Он послушно открыл маленькую бутылочку, разливая виски в два стакана. Наконец, обернувшись, он протянул ей стакан.
— Возьми.
Она бережно приняла из его рук пузатый стакан с янтарным напитком, зачем-то подула на него и вдруг резким, решительным движением выплеснула весь напиток ему в лицо.
— Подлец, — без гнева сказала она, — где ты был столько лет?
Только чуть вздрагивающая верхняя губа выдавала ее волнение. Она была великолепна даже в гневе. Блестящие белки ее глаз оттенялись темной кожей. Темнокожая Лона, чьи предки веками жили на Антильских островах, унаследовала от них какую-то врожденную грацию и абсолютно идеальную фигуру.

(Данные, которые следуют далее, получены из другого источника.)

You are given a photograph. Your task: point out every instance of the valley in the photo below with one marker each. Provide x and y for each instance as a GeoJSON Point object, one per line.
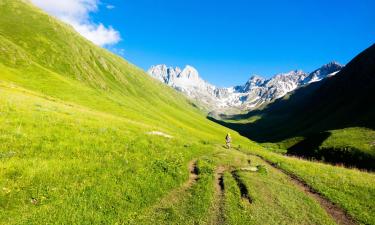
{"type": "Point", "coordinates": [86, 137]}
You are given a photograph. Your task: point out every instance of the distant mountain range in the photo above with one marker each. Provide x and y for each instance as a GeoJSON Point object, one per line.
{"type": "Point", "coordinates": [256, 92]}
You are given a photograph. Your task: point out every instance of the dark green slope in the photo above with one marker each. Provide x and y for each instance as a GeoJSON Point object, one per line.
{"type": "Point", "coordinates": [344, 101]}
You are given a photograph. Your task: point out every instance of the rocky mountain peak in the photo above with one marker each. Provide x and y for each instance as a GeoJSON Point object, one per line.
{"type": "Point", "coordinates": [255, 92]}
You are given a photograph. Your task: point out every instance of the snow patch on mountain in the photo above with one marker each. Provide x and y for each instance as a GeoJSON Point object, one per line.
{"type": "Point", "coordinates": [254, 93]}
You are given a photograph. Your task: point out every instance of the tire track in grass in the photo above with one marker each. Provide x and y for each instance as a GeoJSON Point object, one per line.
{"type": "Point", "coordinates": [218, 214]}
{"type": "Point", "coordinates": [241, 185]}
{"type": "Point", "coordinates": [220, 190]}
{"type": "Point", "coordinates": [337, 213]}
{"type": "Point", "coordinates": [176, 194]}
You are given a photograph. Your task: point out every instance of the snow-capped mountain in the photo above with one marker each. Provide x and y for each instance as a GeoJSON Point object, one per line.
{"type": "Point", "coordinates": [254, 93]}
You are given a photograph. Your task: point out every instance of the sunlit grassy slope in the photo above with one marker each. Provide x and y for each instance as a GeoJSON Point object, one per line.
{"type": "Point", "coordinates": [331, 120]}
{"type": "Point", "coordinates": [76, 147]}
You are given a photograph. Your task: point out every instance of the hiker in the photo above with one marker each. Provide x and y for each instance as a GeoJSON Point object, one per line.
{"type": "Point", "coordinates": [228, 140]}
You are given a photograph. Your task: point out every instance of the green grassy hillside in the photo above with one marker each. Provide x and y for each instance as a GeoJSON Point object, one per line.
{"type": "Point", "coordinates": [331, 120]}
{"type": "Point", "coordinates": [88, 138]}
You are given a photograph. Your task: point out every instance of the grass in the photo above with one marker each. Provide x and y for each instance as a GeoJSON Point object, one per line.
{"type": "Point", "coordinates": [352, 189]}
{"type": "Point", "coordinates": [76, 147]}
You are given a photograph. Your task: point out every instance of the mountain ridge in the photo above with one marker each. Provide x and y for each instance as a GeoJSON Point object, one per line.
{"type": "Point", "coordinates": [256, 92]}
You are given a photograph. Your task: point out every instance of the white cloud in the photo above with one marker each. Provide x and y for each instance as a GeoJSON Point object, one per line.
{"type": "Point", "coordinates": [110, 6]}
{"type": "Point", "coordinates": [77, 13]}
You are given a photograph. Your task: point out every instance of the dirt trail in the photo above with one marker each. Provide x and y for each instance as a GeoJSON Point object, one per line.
{"type": "Point", "coordinates": [218, 207]}
{"type": "Point", "coordinates": [193, 176]}
{"type": "Point", "coordinates": [243, 189]}
{"type": "Point", "coordinates": [175, 195]}
{"type": "Point", "coordinates": [337, 213]}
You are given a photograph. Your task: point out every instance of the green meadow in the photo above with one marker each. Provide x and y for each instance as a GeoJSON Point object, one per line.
{"type": "Point", "coordinates": [88, 138]}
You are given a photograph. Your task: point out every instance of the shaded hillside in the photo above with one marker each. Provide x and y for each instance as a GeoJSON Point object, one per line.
{"type": "Point", "coordinates": [342, 101]}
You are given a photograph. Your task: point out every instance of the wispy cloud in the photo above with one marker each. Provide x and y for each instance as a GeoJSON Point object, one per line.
{"type": "Point", "coordinates": [77, 13]}
{"type": "Point", "coordinates": [110, 6]}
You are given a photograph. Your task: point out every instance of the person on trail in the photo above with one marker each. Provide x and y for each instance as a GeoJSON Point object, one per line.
{"type": "Point", "coordinates": [228, 140]}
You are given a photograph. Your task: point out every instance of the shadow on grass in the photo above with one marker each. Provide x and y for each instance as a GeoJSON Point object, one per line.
{"type": "Point", "coordinates": [348, 156]}
{"type": "Point", "coordinates": [309, 147]}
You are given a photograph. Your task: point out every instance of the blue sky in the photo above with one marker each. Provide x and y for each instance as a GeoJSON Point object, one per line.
{"type": "Point", "coordinates": [227, 41]}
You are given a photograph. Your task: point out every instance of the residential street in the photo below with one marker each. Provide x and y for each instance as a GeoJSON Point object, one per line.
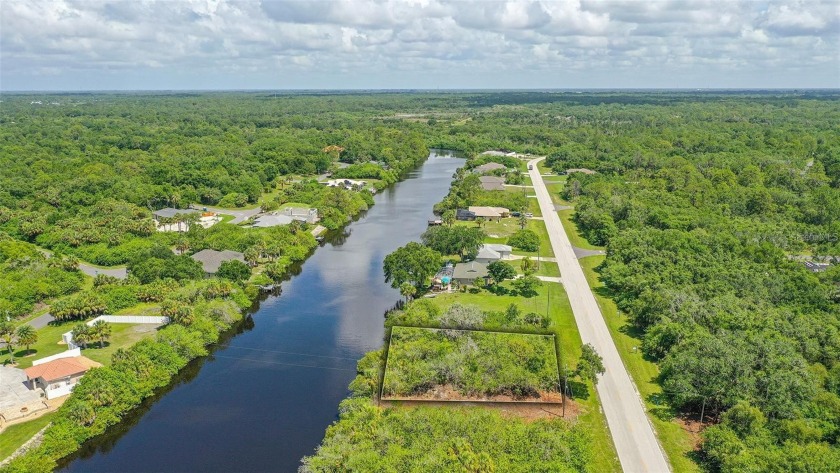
{"type": "Point", "coordinates": [239, 215]}
{"type": "Point", "coordinates": [633, 435]}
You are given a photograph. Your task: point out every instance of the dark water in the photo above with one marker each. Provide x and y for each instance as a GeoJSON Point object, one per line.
{"type": "Point", "coordinates": [263, 399]}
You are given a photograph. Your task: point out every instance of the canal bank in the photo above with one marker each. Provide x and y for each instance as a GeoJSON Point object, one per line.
{"type": "Point", "coordinates": [263, 398]}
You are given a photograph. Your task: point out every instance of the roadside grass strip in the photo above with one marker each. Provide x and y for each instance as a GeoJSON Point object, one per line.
{"type": "Point", "coordinates": [431, 364]}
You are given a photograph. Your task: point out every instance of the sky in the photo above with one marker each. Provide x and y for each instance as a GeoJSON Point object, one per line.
{"type": "Point", "coordinates": [417, 44]}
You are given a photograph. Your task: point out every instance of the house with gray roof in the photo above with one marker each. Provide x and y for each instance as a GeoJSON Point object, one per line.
{"type": "Point", "coordinates": [211, 259]}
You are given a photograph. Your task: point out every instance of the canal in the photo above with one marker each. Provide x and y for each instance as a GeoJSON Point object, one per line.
{"type": "Point", "coordinates": [264, 397]}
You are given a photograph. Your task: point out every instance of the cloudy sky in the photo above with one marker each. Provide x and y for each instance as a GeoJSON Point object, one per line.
{"type": "Point", "coordinates": [352, 44]}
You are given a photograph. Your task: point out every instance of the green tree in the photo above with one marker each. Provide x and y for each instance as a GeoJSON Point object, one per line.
{"type": "Point", "coordinates": [590, 364]}
{"type": "Point", "coordinates": [500, 270]}
{"type": "Point", "coordinates": [234, 270]}
{"type": "Point", "coordinates": [27, 336]}
{"type": "Point", "coordinates": [101, 331]}
{"type": "Point", "coordinates": [407, 290]}
{"type": "Point", "coordinates": [528, 265]}
{"type": "Point", "coordinates": [448, 218]}
{"type": "Point", "coordinates": [413, 263]}
{"type": "Point", "coordinates": [7, 334]}
{"type": "Point", "coordinates": [525, 240]}
{"type": "Point", "coordinates": [82, 334]}
{"type": "Point", "coordinates": [527, 285]}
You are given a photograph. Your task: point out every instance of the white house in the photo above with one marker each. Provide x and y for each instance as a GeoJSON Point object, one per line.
{"type": "Point", "coordinates": [58, 376]}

Красивые, чуть изогнутые глаза достались ей, очевидно, от смешения среди ее предков негроидной и арабской крови.
— Эффектно, — он не стал вытирать лица, — очень красиво. — Он взял свой стакан и, в свою очередь, быстрым, решительным жестом плеснул ей в лицо свою порцию виски. Она зажмурилась от неожиданности, такого она от него явно не ожидала.
— В Америке, кажется, женщины борются за равноправие, — добавил он, — надеюсь, ты поддерживаешь феминистское движение.
Она шагнула к нему.
— Подлец, — произнесла Лона уже без прежнего энтузиазма.
— Согласен, — он шагнул в ее сторону.
— Я так ждала твоих звонков, — успела добавить она, и он наклонился еще, почувствовав аромат хорошего ячменного виски. После чего был долгий поцелуй, вперемежку с каплями виски, стекавшими прямо на язык.